Lithostratigraphic Frio and Anahuac strata comprise six chronostratigraphic, third-order depositional sequences (~32.0-23.38 Ma) and myriad fourth- and fifth-order sequences or parasequence sets. Except for incised valley fills, lowstand tracts comprise off-shelf systems deposited within active, growth-faulted, intraslope subbasins. Maximum Anahuac flooding (~24.57 Ma) provided a regional, dated marker to which latest published ages of sequence surfaces were calibrated. Maximum flooding surfaces and type 1 unconformities are essentially isochronous, but sand-rich lithofacies are mostly diachronous. Off-shelf and on-shelf deposition were temporally unique. Many previously inferred Frio "stacked barriers" are dip-oriented incised valley-fill facies.

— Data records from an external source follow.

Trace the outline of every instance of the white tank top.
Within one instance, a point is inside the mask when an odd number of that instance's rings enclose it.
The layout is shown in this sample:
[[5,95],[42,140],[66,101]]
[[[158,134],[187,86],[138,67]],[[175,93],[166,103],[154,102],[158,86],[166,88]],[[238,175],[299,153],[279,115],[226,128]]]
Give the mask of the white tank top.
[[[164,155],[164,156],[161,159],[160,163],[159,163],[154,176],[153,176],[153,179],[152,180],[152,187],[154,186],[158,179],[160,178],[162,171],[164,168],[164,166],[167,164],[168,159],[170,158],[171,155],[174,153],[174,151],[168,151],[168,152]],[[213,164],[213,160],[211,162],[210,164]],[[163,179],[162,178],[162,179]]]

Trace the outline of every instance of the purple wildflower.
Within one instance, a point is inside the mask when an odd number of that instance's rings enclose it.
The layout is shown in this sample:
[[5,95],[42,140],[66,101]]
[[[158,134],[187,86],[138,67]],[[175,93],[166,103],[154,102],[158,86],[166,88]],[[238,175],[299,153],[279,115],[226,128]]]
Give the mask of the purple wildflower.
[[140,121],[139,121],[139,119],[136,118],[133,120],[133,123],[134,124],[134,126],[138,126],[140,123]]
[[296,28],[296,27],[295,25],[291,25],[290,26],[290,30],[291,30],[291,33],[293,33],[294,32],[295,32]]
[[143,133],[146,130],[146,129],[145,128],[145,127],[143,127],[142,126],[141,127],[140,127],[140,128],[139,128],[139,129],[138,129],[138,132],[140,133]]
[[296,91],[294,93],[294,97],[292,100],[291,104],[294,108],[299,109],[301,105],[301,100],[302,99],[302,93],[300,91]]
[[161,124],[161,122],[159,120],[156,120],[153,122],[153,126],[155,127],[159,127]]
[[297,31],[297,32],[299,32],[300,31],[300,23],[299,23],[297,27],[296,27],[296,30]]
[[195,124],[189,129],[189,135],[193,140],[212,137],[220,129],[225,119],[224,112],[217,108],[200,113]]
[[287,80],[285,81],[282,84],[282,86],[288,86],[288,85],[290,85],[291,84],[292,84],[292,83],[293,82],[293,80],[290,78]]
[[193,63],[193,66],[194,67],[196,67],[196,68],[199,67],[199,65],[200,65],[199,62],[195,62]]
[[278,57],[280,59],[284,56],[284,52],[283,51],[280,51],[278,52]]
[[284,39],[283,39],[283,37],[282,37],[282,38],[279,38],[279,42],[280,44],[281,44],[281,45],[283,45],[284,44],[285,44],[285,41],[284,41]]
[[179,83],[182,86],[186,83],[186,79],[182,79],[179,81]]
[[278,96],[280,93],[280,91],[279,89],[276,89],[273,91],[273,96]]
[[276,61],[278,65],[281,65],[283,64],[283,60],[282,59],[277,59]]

Seaward, lowstand sedimentary wedges and superposed shelves become younger. Entrenched rivers supplied sediments via ephemeral deltas for gravity transport to basin floors and slope fans. Eventually, overloaded lowstand depocenters initiated gravity faulting, mobilized mud, and, hence, produced younger faulted, shale-withdrawal subbasins. Diminished faulting permitted lowstand deltas to extend shelf edges basinward until the deltaic ramps were anchored at the basinward margin of buried subjacent shale ridges. These shale buttresses stabilized the upper continental slope and shelf edge. During a later cycle, highstand shorelines prograded basinward over the shallow, lowstand ramps. On-shelf regression eventually stalled by increasing accommodation space near the continental shelf edge, establishing another depocenter and intraslope subbasin.

Gas in lowstand deltaic and distal valley-fill reservoirs is trapped updip against hanging walls of extensional faults overlying shale-cored anticlines. Combination trapping and basin-floor and slope-fan reservoirs are viable targets. Sequence ideas offer new, but deeper prospecting targets.